Pancreas lineage allocation and specification are regulated by sphingosine-1-phosphate signalling

Abstract

During development, progenitor expansion, lineage allocation, and implementation of differentiation programs need to be tightly coordinated so that different cell types are generated in the correct numbers for appropriate tissue size and function. Pancreatic dysfunction results in some of the most debilitating and fatal diseases, including pancreatic cancer and diabetes. Several transcription factors regulating pancreas lineage specification have been identified, and Notch signalling has been implicated in lineage allocation, but it remains unclear how these processes are coordinated. Using a combination of genetic approaches, organotypic cultures of embryonic pancreata, and genomics, we found that sphingosine-1-phosphate (S1p), signalling through the G protein coupled receptor (GPCR) S1pr2, plays a key role in pancreas development linking lineage allocation and specification. S1pr2 signalling promotes progenitor survival as well as acinar and endocrine specification. S1pr2-mediated stabilisation of the yes-associated protein (YAP) is essential for endocrine specification, thus linking a regulator of progenitor growth with specification. YAP stabilisation and endocrine cell specification rely on Gαi subunits, revealing an unexpected specificity of selected GPCR intracellular signalling components. Finally, we found that S1pr2 signalling posttranscriptionally attenuates Notch signalling levels, thus regulating lineage allocation. Both S1pr2-mediated YAP stabilisation and Notch attenuation are necessary for the specification of the endocrine lineage. These findings identify S1p signalling as a novel key pathway coordinating cell survival, lineage allocation, and specification and linking these processes by regulating YAP levels and Notch signalling. Understanding lineage allocation and specification in the pancreas will shed light in the origins of pancreatic diseases and may suggest novel therapeutic approaches.
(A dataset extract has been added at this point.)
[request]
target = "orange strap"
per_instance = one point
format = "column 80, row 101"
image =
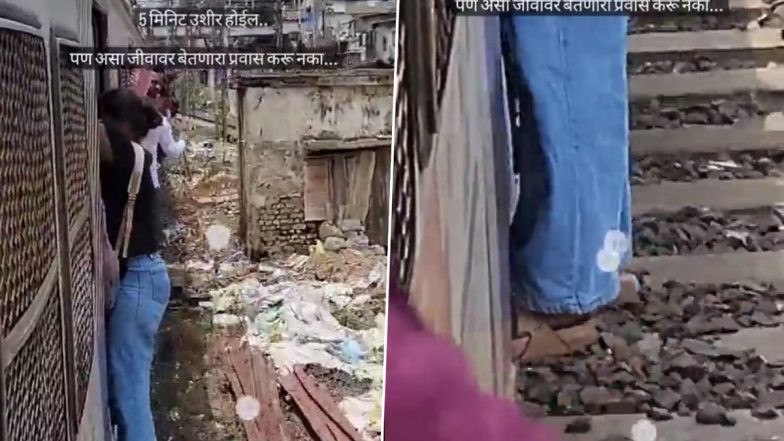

Fig 1. S1pr2 and Sphk expression peaks during pancreas secondary transition.

(A-C) β-galactosidase activity by X-gal staining and immunofluorescence on cryosections in heterozygous 14.5 dpc S1P2 ^tm1lacz embryos indicated that S1pr2 is expressed in E-cad⁺ (A) and Pdx1⁺ (B) cells in the developing epithelium and in the mesenchyme (A, B). qPCR analysis showed that S1pr2 expression peaks at 14.5 dpc and subsequently declines (C). (D-F) Immunofluorescence showed that Sphk localisation is predominantly epithelial, as indicated by the strong Sphk co-staining with E-cadherin (D) and Pdx1 (E). qPCR analysis showed that Sphk1 and Sphk2 expression peaks at 14.5 dpc (F). Scale bars, 50 μm; *p < 0.05, **p < 0.01, ***p < 0.001 (C, F) in reference to E14.5 samples; error bars show standard error of the mean (SEM). For raw data please refer to S1 Data.

Fig 2. S1pr2 null pancreata are developmentally delayed but up-regulate Lpar1 and S1pr3.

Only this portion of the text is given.